Ich sehe allerdings keinen "moralischen Makel", wenn man sich an Verlagsfakten orientiert. Schliesslich haben viele Spieler auch die Kompatibilität mit anderen Spielrunden und etwaige neue Spieler im Hinterkopf. Da ist es schon nützlich auf einer Linie zu bleiben. Mal drüber nachdenken. Es ist immer eine Frage des Ausmaßes der Änderung, es bringt also nichts darüber absolute Aussagen zu treffen.
Davon abgesehen halte ich dein Argument des Konformismus für ein rein theoretisches Konstrukt, daß so im Spiel gar nicht vorkommen kann.
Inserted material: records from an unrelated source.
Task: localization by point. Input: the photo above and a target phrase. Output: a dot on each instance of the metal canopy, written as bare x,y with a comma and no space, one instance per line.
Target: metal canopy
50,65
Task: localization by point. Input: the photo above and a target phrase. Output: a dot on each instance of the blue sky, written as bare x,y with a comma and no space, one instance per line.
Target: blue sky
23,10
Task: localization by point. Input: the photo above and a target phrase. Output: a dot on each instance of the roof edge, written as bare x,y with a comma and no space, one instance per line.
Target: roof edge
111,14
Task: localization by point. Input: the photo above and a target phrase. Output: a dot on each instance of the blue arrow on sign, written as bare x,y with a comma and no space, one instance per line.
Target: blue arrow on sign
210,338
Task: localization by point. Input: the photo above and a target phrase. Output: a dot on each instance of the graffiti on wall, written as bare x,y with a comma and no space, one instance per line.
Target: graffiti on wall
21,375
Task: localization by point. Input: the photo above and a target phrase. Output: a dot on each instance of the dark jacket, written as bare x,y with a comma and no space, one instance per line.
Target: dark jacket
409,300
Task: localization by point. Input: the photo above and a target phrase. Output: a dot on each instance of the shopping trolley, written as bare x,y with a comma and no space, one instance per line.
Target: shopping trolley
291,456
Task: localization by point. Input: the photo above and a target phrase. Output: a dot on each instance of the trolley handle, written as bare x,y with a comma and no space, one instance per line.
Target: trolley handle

Selbst wenn zwei Unterschiedliche SLs WOLLTEN könnten sie nicht die exakt gleiche Spielwelt in ihren Runden umsetzen. Man bringt IMMER etwas von sich ein.
Allerdings bezieht eine GUTE Verlagsbeschreibung einer Spielwelt die Freiheiten des SLs gleich mit ein. Ich habe allerdings noch kein so dicht festgelegtes Setting erlebt, daß es meine Spielfreiheit einschränken würde, meistens inspiriert es mich zu eigenen Ideen. Problematisch ist eher das EINLESEN in viele Verlagsfakten, ich weiss jetzt nicht, ob das im Blogartikel auch erwähnt wird.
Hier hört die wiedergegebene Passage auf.